Alex Basso

Personal information
- Date of birth: 1960 (age 65–66)
- Place of birth: Argentina
- Positions: Forward; defender;

Senior career*
- Years: Team / Apps / (Gls)
- 1978–1979: Independiente - ARG 1st Div
- 1979–1980: Detroit Lightning (indoor) / 6 / (1)
- 1980: Golden Gate Gales / 17 / (5)
- 1981: New York United / 20 / (5)
- 1981–82: Panionios GSS / 21 / (4)
- 1988: San Jose Earthquakes / 8 / (3)
- 1989: San Francisco Bay Blackhawks / 9 / (3)
- 1990: Real Santa Barbara / 19 / (0)
- 1998: California Jaguars / 3 / (0)

= Alex Basso =

American soccer player (born 1960)

Alex Basso is an American retired professional soccer player.

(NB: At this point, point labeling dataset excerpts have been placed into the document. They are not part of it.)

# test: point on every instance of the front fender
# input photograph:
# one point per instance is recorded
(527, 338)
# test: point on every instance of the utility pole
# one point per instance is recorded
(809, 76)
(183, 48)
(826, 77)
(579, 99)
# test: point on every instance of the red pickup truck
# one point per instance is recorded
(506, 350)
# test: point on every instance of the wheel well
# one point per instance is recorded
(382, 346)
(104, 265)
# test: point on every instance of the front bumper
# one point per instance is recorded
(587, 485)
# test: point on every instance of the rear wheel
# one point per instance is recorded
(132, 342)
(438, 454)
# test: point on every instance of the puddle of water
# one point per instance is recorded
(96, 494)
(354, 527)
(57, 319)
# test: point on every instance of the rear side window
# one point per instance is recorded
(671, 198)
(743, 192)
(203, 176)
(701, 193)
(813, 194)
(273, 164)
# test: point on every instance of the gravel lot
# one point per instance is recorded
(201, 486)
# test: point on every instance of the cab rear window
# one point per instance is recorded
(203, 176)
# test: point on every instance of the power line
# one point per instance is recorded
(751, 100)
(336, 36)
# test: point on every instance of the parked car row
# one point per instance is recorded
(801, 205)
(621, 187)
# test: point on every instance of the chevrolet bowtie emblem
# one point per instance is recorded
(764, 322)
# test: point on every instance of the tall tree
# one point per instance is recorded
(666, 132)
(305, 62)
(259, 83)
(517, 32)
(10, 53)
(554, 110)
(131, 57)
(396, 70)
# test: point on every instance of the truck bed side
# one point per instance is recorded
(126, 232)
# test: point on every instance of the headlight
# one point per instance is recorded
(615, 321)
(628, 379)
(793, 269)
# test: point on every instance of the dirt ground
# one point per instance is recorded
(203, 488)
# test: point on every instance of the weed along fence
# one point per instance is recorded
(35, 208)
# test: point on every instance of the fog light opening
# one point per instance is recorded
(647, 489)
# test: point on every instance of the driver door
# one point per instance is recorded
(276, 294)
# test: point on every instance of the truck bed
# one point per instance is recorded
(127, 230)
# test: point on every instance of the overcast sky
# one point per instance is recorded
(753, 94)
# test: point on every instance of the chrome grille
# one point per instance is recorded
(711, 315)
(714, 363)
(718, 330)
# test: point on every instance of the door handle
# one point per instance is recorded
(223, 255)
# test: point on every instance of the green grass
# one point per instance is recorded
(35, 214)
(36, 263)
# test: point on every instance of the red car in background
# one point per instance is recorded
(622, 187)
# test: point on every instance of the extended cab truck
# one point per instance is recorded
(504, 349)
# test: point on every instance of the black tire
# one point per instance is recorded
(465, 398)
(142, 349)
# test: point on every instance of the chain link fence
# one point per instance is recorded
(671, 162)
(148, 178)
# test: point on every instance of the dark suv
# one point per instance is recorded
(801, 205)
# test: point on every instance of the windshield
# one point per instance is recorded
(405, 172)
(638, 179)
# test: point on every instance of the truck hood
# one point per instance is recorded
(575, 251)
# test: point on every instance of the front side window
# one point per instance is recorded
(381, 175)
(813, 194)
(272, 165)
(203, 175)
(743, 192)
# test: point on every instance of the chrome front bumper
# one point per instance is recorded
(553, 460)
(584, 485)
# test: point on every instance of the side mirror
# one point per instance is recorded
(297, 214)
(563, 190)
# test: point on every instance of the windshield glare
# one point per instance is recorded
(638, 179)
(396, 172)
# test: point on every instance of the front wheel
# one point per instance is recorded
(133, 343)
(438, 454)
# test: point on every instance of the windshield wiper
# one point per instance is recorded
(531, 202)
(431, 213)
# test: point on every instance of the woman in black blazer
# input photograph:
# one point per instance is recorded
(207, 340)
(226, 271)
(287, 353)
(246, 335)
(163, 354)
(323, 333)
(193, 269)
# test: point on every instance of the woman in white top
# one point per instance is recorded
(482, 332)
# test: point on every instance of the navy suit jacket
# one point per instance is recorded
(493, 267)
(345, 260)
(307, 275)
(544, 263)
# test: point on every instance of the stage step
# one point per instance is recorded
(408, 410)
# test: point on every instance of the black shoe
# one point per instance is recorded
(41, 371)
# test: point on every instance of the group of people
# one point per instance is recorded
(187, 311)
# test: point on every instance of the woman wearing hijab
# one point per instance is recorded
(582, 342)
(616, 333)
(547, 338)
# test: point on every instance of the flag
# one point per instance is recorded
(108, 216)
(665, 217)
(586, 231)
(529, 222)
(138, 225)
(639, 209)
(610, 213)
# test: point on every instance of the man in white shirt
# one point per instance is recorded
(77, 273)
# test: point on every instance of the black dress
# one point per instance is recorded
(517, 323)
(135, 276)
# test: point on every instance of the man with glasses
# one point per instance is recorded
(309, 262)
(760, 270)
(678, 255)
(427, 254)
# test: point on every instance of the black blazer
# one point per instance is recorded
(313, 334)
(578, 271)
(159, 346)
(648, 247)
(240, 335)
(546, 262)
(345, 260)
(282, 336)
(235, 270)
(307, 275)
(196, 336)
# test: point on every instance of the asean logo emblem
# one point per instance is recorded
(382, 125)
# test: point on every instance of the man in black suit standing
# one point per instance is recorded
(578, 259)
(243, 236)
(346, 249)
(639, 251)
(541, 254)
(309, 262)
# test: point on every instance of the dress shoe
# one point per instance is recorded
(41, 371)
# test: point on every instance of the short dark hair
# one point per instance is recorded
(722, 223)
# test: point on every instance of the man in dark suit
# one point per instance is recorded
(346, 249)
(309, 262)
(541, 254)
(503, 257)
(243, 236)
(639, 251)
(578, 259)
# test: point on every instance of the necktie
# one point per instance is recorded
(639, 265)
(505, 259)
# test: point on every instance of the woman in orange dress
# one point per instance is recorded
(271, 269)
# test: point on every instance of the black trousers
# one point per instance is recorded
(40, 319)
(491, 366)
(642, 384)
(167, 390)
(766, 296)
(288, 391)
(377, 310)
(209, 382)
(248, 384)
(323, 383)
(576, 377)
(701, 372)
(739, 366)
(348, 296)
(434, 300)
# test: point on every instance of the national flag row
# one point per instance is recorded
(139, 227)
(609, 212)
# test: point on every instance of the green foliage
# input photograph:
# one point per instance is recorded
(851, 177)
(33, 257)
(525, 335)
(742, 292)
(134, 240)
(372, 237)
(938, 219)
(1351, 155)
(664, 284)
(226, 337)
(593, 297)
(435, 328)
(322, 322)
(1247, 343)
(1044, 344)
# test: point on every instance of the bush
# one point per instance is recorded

He played professionally in the American Soccer League, Super League Greece, Western Soccer Alliance and Major Indoor Soccer League.

Born in Argentina, Basso grew up in Fremont, California, where he played for the Fremont United and Newark Soccer Clubs. In 1978, he graduated from John F. Kennedy High School where he played on the boys' soccer team. In 1979, he signed with the Detroit Lightning of the Major Indoor Soccer League. In 1980, he moved outdoors with the Golden Gate Gales of the American Soccer League. In 1981, he played for New York United.
In December 1981 he signed a five-year contract with Greek first division club Panionios, but he stayed only half season, till June 1982.

From 1984 to 1987, Basso played for the United States national futsal team. In 1988, he joined the San Jose Earthquakes of the Western Soccer Alliance. In 1989, he played for the San Francisco Bay Blackhawks. In 1990, he was the captain of Real Santa Barbara of the American Professional Soccer League.